The Nyongo Society is the name of a supposed group of witches believed to exist in Cameroon. The legends were first written about in the 1950s by British social anthropologist, Edwin Ardener, while describing what he called the Nyongo Terror in the present-day Southwest Province in Cameroon. Today the belief in this society can be found from the coast of Cameroon to the Bakossi and Beti peoples in the interior of the country. It is even found amongst the northern parts of the country with the Bamileke and Bamenda peoples.

==History==

The term has been used by many tribes and factions in Cameroon. The term nyongo and the first legends can be attributed to the Douala peoples, who lived on the coast. Nyongo is derived from the word nyunga, which they used to describe a person who have captured a magical python, which manifests itself as a rainbow.

Around the time of the Second World War, the Bakweris believed that the society met at Mount Kupe to do their practices. Here the legend split into two different versions.

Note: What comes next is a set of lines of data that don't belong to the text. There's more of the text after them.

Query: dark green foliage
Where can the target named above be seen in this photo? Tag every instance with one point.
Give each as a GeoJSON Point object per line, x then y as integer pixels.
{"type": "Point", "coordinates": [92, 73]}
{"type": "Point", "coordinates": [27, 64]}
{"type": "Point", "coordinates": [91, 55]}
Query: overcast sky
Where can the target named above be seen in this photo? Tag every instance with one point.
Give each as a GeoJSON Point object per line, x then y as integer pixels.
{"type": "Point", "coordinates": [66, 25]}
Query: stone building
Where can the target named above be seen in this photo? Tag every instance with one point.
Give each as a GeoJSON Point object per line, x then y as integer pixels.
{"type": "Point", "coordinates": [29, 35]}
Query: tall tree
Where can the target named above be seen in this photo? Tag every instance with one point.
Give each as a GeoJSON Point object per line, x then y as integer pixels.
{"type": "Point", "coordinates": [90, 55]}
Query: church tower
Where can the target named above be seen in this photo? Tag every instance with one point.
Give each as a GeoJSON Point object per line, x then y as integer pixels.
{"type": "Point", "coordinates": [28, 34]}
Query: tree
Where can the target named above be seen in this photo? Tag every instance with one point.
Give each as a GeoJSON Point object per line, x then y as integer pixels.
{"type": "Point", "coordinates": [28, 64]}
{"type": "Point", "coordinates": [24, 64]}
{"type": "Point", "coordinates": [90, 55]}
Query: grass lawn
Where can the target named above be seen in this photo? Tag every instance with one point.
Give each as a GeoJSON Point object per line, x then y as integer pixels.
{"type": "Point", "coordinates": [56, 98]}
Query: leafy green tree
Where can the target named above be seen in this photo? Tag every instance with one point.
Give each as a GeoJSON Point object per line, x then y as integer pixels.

In one version, human sacrifice was practiced in order to "pay" debts to the N'yongo Society, or else taken to work for the N'yongos in a zombie-like state. It is this version that has persisted since the legend has been co-opted by the Wimbum, with the addition of cannibalistic rumors.

However, in the earlier Bakweris version, bodies were only made to look as though they were deceased. Dead rats would supposedly be placed underneath the person to permeate the body with the smell of death, ensuring a quick burial. After this, the witch, or those dealing with the N'yongo Society, would invisibly extract the person from the grave. This victim would then aid the perpetrator in amassing wealth. The Society also had their own community on Mount Kupe, which ran completely off of the victim's labor, and even had luxuries such as lorries.

As the myth spread, people began to say that you could identify a member by their tin roof. This led to a shortage of new housing, as nobody wanted to be linked with N'yongo by their association with modern housing. However, by the time cross-Atlantic trade had flooded the local villages with wealth, social unrest was beginning to form with a flurry of N'yongo accusations. The locals paid dearly for witch-hunter Obasi Njom to come to their villages and perform ju-ju to rid them of witches from the N'yongo Society.

As of the 1970s, the term was being used by the Wimbum evangelicals of Western Cameroon, who ascribed a new significance to those associated with the Nyongo Society. Rather than being confined to an area, or mountain, the Society was now thought to extend their influence nationally. It was now suspected that those who had come into wealth quickly had a close association with the group. These suspicions become heightened if a somebody in their family dies soon. However even then, there are those who insist the subject has made a pact with the Society, and that deaths will follow. When those under suspicion who have recently acquired wealth die themselves, it is said they did not pay the Society when asked.

Another variance of the myth states that in order to select an offering to the society, all the person needs to do is establish a link between themselves and another. For this reason, especially in the late 70s, there were reports of children being told to refrain from picking up coins, as they may have been dropped by nyongo practitioners in order to snare a new victim.

In 1992, when a road accident killed multiple schoolchildren, the headmaster had to be removed from the area as local people insisted that he had given the children to the head of the Nyongo Society. The myths have also impacted those who are attempting to start businesses. If locals think that the initial money invested in the business was given by the Society, nobody will buy the store's goods.

When somebody who is believed to be a member of the N'yongo Society dies, they may be decapitated, or buried face down, in order to prevent them rising as an ekongi.